Davies, a British director who turned 70 this year, has made a career of crafting intimate, slow-moving and artful films like The House of Mirth (2000) and The Deep Blue Sea (2011). If any of those adjectives appeal to you, this may be your ticket. Here Davies directs his own adaptation of the 1932 classic Scottish novel by Lewis Grassic Gibbon, although he might have benefited from the assistance of a more judicious screenwriter. While the film is both lush and lyrical – interior episodes are shot digitally while the 70mm film used outdoors makes the scenes that take place there a feast for the eyes – it’s not long before you may find yourself wondering what the movie is actually about. The experience can feel like moving through a series of tasteful galleries in a museum: not a single candlestick beside a bed is ever out of place, but after an hour, if nothing has jumped off the wall and grabbed your attention, you may be feeling ready for your lunch. Deyn and the company of fine actors supporting her seem up for what’s been asked of them, but in the end that doesn’t feel like much: grieved posturing, ponderous gazes off into the middle distance and a slow parade through mostly dreary days, all of which adds up to a rather gloomy affair. Even the bells of war, when they finally sound late in the film, do little to clear the narrative haze, as Chris’ new husband is conscripted into service only to return for a home visit as a baffling and altogether different character.

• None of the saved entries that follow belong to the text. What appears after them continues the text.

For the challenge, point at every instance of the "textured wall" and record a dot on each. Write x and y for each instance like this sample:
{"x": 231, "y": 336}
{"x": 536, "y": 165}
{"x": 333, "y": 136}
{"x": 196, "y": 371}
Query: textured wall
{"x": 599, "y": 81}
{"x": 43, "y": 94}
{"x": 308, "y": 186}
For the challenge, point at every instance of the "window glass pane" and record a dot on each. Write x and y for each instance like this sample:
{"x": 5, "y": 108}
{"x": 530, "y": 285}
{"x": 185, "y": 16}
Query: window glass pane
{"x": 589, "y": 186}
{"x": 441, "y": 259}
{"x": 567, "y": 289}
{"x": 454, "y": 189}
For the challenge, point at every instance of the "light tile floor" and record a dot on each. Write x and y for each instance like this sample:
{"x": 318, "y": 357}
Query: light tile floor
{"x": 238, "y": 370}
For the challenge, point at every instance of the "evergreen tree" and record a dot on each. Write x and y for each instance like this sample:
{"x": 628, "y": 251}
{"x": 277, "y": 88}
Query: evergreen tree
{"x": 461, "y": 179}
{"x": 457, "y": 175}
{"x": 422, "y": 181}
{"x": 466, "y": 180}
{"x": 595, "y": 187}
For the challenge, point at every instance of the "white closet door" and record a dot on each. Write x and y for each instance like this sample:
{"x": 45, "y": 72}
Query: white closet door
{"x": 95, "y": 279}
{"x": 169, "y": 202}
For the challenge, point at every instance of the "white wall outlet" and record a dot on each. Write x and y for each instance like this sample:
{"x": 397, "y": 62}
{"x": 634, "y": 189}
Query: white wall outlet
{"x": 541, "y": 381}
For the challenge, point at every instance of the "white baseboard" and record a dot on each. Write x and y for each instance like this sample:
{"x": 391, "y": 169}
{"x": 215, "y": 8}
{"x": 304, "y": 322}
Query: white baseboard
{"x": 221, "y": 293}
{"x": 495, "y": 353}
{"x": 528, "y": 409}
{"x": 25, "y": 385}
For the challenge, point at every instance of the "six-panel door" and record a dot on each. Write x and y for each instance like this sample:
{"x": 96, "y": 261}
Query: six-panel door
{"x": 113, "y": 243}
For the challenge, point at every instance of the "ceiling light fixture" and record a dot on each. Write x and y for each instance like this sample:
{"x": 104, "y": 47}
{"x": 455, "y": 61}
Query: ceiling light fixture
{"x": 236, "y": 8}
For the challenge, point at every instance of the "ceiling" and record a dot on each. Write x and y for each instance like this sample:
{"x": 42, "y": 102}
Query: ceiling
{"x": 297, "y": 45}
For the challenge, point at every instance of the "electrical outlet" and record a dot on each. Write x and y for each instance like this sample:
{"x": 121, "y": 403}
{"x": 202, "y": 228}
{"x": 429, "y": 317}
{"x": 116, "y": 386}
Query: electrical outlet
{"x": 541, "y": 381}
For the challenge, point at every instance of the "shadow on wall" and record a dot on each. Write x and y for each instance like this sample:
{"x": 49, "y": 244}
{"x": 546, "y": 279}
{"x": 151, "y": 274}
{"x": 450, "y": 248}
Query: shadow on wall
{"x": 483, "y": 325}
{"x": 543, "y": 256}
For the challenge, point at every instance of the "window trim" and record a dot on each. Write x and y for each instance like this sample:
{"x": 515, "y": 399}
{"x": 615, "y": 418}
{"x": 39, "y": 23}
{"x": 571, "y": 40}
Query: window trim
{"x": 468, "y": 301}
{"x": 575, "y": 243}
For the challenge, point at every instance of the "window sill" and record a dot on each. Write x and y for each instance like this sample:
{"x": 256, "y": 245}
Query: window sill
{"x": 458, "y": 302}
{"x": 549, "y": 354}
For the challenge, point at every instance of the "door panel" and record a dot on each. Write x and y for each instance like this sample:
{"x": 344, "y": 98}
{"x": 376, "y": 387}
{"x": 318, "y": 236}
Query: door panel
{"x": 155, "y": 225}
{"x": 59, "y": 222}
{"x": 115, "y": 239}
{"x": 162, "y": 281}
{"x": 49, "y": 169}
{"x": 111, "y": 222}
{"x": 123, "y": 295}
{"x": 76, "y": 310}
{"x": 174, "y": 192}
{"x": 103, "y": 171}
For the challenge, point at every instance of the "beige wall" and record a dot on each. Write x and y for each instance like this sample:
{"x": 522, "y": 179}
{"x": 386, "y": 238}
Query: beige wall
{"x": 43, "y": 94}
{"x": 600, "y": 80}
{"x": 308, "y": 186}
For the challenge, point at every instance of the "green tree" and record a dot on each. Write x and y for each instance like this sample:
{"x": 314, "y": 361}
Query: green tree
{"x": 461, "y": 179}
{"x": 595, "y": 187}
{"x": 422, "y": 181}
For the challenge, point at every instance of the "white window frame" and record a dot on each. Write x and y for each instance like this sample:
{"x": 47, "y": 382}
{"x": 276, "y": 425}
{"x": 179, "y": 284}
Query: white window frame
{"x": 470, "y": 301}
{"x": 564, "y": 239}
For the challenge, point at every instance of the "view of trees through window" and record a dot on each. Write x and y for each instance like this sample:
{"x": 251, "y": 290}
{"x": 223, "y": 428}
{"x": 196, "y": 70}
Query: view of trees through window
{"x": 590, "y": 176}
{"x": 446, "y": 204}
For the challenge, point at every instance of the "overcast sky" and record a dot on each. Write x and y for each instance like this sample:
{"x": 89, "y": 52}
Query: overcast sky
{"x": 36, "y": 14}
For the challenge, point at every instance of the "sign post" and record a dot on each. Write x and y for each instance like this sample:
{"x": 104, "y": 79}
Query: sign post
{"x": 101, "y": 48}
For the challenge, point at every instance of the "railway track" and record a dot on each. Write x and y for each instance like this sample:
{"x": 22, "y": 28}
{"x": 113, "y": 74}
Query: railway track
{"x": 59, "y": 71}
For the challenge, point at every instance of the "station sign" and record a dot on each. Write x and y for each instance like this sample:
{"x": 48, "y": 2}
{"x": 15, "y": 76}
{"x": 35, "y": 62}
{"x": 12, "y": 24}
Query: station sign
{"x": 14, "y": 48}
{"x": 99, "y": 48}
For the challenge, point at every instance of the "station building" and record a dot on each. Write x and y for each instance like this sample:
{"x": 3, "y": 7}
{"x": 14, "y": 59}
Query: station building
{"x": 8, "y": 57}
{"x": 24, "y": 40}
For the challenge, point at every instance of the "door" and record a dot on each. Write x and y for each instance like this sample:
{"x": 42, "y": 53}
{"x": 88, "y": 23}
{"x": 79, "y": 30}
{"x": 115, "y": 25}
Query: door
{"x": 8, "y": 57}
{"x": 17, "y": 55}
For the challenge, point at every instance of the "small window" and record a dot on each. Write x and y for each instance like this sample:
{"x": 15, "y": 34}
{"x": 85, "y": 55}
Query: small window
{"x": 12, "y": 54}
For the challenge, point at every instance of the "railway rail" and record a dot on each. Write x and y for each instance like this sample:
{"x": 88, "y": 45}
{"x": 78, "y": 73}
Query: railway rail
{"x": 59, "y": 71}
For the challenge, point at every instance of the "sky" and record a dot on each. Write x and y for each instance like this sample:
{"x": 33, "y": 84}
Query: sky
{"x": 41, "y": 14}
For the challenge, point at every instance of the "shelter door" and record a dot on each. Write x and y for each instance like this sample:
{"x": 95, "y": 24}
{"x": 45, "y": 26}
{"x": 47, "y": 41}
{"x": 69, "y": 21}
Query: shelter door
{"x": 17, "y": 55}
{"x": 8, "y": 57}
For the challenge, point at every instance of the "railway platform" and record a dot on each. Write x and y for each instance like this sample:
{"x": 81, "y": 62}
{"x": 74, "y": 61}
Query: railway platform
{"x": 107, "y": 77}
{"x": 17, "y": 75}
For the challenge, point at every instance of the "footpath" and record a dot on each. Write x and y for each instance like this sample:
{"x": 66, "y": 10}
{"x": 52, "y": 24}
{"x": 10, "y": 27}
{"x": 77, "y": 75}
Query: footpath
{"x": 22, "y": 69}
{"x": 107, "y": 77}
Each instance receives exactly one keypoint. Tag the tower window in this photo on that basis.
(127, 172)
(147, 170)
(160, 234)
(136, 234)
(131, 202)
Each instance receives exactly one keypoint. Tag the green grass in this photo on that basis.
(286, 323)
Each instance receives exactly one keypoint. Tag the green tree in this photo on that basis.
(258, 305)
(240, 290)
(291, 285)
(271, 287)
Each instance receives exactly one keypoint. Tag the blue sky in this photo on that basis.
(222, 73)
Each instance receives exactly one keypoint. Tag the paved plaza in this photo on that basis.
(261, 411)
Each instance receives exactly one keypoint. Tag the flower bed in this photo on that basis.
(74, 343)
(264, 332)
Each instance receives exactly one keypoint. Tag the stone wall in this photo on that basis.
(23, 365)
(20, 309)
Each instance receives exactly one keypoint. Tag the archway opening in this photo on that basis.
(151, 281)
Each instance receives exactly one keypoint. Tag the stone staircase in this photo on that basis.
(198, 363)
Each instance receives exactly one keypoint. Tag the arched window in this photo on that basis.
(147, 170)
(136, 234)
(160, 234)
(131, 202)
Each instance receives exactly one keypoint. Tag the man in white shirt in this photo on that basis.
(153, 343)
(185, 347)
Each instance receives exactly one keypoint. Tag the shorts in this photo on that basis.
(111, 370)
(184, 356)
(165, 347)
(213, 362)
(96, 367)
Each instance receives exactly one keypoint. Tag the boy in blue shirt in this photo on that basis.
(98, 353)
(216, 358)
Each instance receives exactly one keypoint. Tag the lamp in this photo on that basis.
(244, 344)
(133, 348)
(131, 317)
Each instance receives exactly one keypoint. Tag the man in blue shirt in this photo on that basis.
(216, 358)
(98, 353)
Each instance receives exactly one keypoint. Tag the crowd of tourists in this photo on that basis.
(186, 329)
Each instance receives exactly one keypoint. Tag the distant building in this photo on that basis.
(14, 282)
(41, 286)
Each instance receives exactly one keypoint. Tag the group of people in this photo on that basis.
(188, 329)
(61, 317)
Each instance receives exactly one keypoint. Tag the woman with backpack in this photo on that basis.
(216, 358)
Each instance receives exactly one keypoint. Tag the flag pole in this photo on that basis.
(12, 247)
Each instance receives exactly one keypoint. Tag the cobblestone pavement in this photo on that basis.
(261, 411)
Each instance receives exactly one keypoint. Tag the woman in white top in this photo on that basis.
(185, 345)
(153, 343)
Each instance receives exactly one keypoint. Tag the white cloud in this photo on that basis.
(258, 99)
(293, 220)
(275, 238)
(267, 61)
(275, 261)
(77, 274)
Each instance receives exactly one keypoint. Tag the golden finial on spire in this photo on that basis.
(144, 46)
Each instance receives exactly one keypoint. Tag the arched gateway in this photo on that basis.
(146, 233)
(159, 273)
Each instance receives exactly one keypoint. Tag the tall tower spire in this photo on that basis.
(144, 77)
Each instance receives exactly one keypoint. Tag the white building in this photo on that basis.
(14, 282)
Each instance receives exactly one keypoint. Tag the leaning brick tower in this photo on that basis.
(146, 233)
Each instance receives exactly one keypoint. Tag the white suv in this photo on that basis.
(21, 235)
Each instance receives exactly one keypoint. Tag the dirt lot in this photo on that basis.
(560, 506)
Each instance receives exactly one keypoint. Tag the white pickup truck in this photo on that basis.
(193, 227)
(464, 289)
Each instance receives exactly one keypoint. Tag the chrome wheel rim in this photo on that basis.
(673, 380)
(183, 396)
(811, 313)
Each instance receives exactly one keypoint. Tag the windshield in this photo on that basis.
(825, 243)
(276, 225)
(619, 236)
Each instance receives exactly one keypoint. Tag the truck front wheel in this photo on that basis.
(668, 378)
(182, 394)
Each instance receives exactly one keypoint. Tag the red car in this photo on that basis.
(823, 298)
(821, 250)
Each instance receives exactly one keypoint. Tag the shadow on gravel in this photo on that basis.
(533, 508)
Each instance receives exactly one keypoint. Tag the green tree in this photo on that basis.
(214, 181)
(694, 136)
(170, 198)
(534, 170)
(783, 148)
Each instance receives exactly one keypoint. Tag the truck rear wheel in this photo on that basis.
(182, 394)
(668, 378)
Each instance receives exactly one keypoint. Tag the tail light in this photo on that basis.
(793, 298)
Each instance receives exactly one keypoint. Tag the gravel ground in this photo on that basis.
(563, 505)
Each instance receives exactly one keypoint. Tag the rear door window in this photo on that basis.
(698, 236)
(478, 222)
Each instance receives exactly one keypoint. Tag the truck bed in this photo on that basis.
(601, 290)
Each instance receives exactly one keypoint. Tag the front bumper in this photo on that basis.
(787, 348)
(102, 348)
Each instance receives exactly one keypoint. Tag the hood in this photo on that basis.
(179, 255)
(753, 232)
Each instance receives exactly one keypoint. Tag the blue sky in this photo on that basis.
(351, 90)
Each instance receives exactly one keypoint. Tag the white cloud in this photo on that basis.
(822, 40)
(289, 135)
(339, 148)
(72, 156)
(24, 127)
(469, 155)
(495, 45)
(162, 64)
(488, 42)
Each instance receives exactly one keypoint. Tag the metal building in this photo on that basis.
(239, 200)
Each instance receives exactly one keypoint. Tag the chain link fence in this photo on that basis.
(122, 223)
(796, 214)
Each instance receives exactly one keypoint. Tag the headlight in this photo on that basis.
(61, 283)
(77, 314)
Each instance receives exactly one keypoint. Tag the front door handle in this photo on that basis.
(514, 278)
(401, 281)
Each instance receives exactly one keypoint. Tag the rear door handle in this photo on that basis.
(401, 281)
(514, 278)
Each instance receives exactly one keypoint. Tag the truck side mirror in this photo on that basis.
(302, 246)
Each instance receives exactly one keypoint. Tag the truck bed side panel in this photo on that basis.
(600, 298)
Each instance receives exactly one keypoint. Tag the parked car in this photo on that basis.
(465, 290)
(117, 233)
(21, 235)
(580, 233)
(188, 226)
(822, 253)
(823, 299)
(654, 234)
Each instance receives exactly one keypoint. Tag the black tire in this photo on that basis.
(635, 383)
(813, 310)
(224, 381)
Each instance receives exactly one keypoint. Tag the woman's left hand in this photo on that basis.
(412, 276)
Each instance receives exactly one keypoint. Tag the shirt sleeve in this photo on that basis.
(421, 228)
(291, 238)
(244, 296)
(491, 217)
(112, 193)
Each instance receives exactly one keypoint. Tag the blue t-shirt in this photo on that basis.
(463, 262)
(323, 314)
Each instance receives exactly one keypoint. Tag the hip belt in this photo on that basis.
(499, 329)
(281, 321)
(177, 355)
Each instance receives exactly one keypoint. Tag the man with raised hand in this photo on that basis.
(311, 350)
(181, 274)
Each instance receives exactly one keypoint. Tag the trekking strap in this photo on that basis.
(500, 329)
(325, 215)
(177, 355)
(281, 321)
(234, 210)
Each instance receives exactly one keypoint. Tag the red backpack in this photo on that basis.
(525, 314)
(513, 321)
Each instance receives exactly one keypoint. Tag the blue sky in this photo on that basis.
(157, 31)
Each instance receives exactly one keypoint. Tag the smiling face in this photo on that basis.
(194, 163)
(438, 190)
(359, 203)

No doubt the historical details enrich the novel (a scene where Chris’ wedding is interrupted by the new year and the assembled guests breaking into ‘Auld Lang Syne’ is surprising and poignant), but they don’t add up on their own to crackling drama. The intermittent prosaic voiceovers are intended to rationalise thinking or clarify psychology, but mostly they float above the action on gossamer wings, illuminating little about the story and even less about the main character. (For example, we’re continually told that the narrator is deeply connected to the land she lives on, but we rarely see or feel it, in the way we have no trouble believing Scarlett O’Hara draws her strength from where she grew up in Gone with the Wind.) Movies need even the most basic thematic markers to help guide you along and towards some sort of finish line. A character’s connection to ‘the land’ would certainly do – whether it’s the red earth of Tara or the golden fields of Kinraddie – but it takes more than even the most skilled of actresses telling us it’s so to make us commit to her story and invest in her journey, however ready the gorgeous backdrops may be to get us planning our next holiday in Scotland.